The Global Trachoma Mapping Project (GTMP), is working to examine a sample of 4m people across 30 countries. Prior to the project it was known that over 110m people lived in confirmed trachoma-endemic areas in some of the world's poorest countries. However, we knew another 210m people lived in areas where insufficient data had been gathered and where there were strong indications that trachoma was present. This was why there was a need to complete the mapping.

To our knowledge, the number of people examined by this project is greater than any disease mapping project previously attempted. We are currently engaged in mapping, or have completed mapping, in 20 countries, but are still in the planning stages of several others.

How is the project using mobile technology?

The basic premise is that survey teams visit communities and capture data on the presence of the disease using a mobile.

However with such a large scale project such as GTMP, we needed to use cloud technology to store database and manage the information. And so the system Links was created. With Links, teams around the world are able to collect data on water and sanitation, household and individual characteristics, and disease prevalence and submit their results over mobile to a central system. From there it can be reviewed by authorised individuals from any internet device.

Importantly this design provides a platform which is respectful of national data ownership and security by enabling the ministry of health in a given country to quickly review, approve, or query data as it is collected.

What are the challenges and limitations in using this technology?

The main challenges have been encouraging the acceptance of the technology and the ability to use it in very remote areas. However, the acceptance of systems such as Links has been growing as national programmes become more familiar with these technologies. Additionally, remote mobile coverage is improving. Where we do not have coverage data is stored on the phones until a mobile or Wi-Fi network is in range.

How do you see the data being used by other health professionals?

The data collected by mapping is helping health ministries mostly in Africa and Asia, to plan their trachoma programmes in line with the WHO-recommended interventions that make up their Safe strategy.

The data gathered so far is already helping to guide requests for the antibiotic Zithromax, to help health workers plan for surgeries, and establish approaches for improvements in access to water, sanitation and hygiene.

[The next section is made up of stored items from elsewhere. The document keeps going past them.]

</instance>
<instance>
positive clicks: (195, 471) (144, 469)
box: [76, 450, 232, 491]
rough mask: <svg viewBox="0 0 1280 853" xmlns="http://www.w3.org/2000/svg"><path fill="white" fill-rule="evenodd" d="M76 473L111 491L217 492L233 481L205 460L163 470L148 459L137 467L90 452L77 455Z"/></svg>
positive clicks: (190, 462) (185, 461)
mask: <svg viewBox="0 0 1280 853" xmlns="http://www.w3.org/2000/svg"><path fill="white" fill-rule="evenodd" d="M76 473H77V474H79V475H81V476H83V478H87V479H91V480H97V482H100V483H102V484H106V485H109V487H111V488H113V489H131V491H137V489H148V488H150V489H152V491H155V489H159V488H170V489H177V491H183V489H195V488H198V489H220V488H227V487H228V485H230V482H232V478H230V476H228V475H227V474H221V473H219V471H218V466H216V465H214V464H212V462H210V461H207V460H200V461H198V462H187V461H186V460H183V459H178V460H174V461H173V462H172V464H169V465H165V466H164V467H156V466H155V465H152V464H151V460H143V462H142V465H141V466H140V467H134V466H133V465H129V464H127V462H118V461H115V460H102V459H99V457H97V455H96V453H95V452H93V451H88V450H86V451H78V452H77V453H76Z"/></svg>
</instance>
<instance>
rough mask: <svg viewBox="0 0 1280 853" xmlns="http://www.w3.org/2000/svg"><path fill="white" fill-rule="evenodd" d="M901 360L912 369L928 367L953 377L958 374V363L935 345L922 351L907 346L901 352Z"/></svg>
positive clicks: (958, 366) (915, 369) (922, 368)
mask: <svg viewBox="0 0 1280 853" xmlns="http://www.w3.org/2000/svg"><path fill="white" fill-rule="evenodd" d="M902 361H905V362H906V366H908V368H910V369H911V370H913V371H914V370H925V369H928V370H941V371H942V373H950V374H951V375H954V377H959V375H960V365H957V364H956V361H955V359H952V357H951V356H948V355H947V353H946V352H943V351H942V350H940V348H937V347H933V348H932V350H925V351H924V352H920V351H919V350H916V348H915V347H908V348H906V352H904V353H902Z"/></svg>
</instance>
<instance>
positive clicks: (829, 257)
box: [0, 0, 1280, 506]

The WHO wants the disease eliminated by 2020. Once the mapping is completed, what will it take to reach this target?

Completing the mapping is a massive job, but it is a small part of the overall body of work that needs to be completed in order to eliminate trachoma as a public health problem by 2020. However, the advantage of completing the global map is that it will focus the minds of all those working on the issue on exactly where we need to do what, and when, to give us a chance of achieving that goal.

Alex Pavluck works for the International Trachoma Initiative and supported the development of the technology for this project.